Sull believes he’s found an effective alternative to active inertia in his studies of the world’s most volatile markets, in countries such as China and Brazil, and in industries such as enterprise software, telecommunications and airlines. “If you look at the rise of Mittal Steel [launched in India, now operating as Arcelor Mittal, the world’s largest steel company], they didn’t go around avoiding turbulence, they went after the most turbulent markets in the world — Kazakhstan and Indonesia and so forth — to seize the opportunities there.” Yes, turbulence has its good points and can be of enormous value, according to Sull. It “throws out new resources. It shifts consumer demands. If you look now in the current downturn, a lot of consumers have a lot less disposable income. You could say, ‘That’s awful.’ … Well it is, although some of the more nimble companies like Nestlé and Starbucks and McDonald’s are responding to those shifting consumer demands.”

In Sull’s concept of corporate success, turbulence creates opportunity and — as today’s turbulence is perhaps unprecedented — opportunities have never been greater. “My research has suggested that a lot of the big opportunities to create economic value emerge because of shifts in the broader environment. A window of opportunity or two open at the same time and allow firms to create value.” Curiously, but also logically, the fact that opportunity is largely created by external turbulence renders a company’s inherent proclivity for innovation of little value. Sull confirms this, having stated he’s ‘an innovation sceptic’. That’s because innovation makes people focus on ‘anything that’s new is good’. Sull prefers to be more precise: “Anything that’s new that creates economic value is good.” So innovation in the prevailing sense that there are untapped ideas and, if you have willpower and creativity, you can create opportunities — Sull finds this thinking to be flawed. He says that innovation has to be aimed at a real and expressed consumer need to create value.


Webs of promises
That requires the aforementioned agility, by which companies can tap employees’ entrepreneurial energies to seize new opportunities. The most effective means of accomplishing this, Sull has found, is ‘managing by commitment’.


He defines commitments as “a network of overlapping, continually evolving promises that people make to each other to get things done. The advantage and the power of this approach is that it lends itself quite well to situations that cannot be standardised: emergent strategies, innovation, one-offs or one-of-a-kind crises. It also works well when you coordinate among people who don’t report to you: suppliers, distributors, etc.”


Sull’s views on commitments question the modern utility of the traditional ways of getting things done in companies: through hierarchies or processes. “One of the most promising new ways to approach strategy,” he’s argued, “is viewing the organisation not as a hierarchy of power or a bundle of processes, but rather as a network of commitments to get things done… Most of the challenges [to corporate accomplishment] stem from broken or poorly crafted commitments. That’s because every company is, at its heart, a dynamic network of promises made between employees and colleagues, customers, outsourcing partners or other stakeholders.”
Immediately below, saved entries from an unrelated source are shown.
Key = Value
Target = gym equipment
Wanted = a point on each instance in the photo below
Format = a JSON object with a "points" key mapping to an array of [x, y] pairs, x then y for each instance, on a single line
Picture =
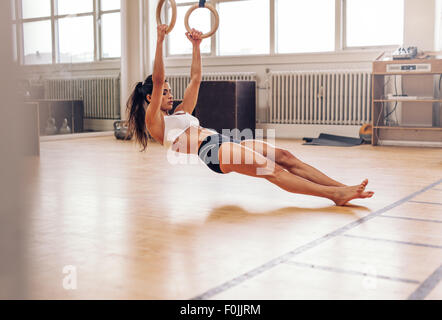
{"points": [[173, 20], [227, 105], [332, 141], [120, 130], [202, 4], [51, 129], [365, 133]]}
That means executives can overcome many problems in the short term and foster productive, reliable workforces for the long term by practising what Sull calls ‘promisebased management’. “Leaders must weave and manage their webs of promises with great care, encouraging iterative conversation and making sure commitments are fulfilled reliably. If they do, they can enhance coordination and cooperation among colleagues, build the organisational agility required to seize new business opportunities and tap employees’ entrepreneurial energies.”